В разговоре она заставила Розу повторить, проходя по саду, наименования всех растений цветника, всех камешков аллеи, всех мелькавших мимо них насекомых. Я слышал, как они отходили и возвращались к стене, быстро продолжая называть, обе очень веселые: одна, уже многому научившаяся благодаря природной способности, пыталась взбунтоваться против требуемого от нее внимания, заменяя комично затейливыми именами ее собственного изобретения позабытые ею научные имена; а другая, силой преданной делу воли, сохраняла неизменное терпение и убедительную веселость. Я пришел в восторг от последовательности, целостности и порядка ее урока. В эту минуту она не была ни поэтом, ни музыкантшей. Она была настоящей дочерью, превосходной ученицей ученого Обернэ, самого ясного и приятного из профессоров, по мнению моего отца и всех тех, кто его слышал и кто был способен ценить его. Аделаида походила на него умом и характером, так же как и лицом. Она была не только первой красавицей, существовавшей, быть может, в ту эпоху; она была также самая ученая и самая достойная любви, а вместе с тем, самая мудрая и самая счастливая.

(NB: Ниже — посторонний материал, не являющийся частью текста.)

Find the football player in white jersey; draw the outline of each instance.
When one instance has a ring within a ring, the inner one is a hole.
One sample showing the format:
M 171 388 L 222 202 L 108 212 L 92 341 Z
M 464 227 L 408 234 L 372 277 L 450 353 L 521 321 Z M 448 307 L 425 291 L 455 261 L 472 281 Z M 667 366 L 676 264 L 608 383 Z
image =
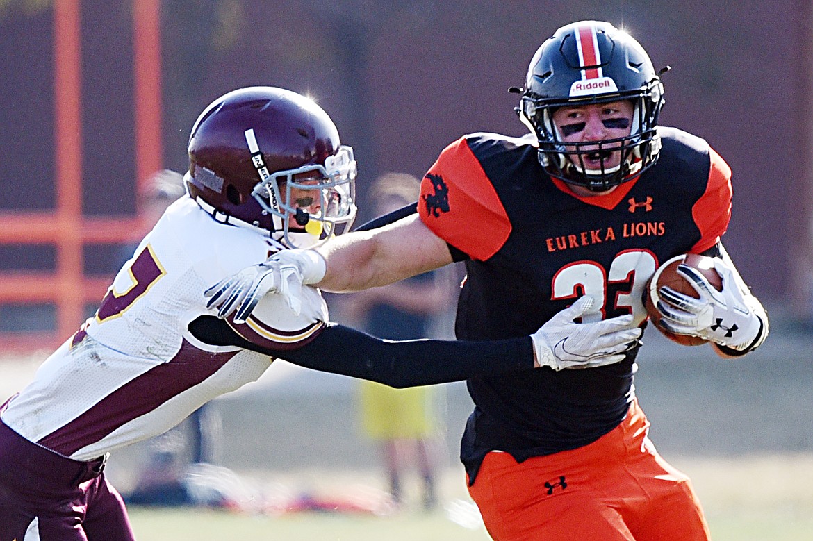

Любила ли она Вальведра? Нет, она не ведала несчастной и невозможной любви, эта ясная и трудолюбивая девушка! Чтобы убедиться в этом, достаточно было видеть, с какой свободой ума и какой материнской заботливостью она обучала свою младшую сестру. Это была прелестная борьба между скороспелой зрелостью и детской неугомонностью. Роза постоянно пыталась избавиться от методы и забавлялась тем, что прерывала и путала все шутками или несвоевременными вопросами, перемешивая царства природы, заговаривая о пролетающей бабочке, когда ей говорили о фукусе бассейна, или о песчинке, когда дело шло об осе. Аделаида отвечала на шутку еще более сильной насмешкой и описывала всякую всячину, не позволяя отвлечь себя. Она забавлялась иногда тем, что сбивала с толку память или сметку девочки, когда та, уверенная в самой себе, отвечала свой урок презрительной скороговоркой. Наконец, на непредвиденные и неподходящие вопросы она противопоставляла внезапные ответы удивительной простоты и удивительной глубины, и девочка, ослепленная, убежденная потому, что сама была тоже поразительно умна, забывала свою шаловливость и потребность к мятежу, чтобы выслушивать ее внимательно и требовать еще и еще объяснений.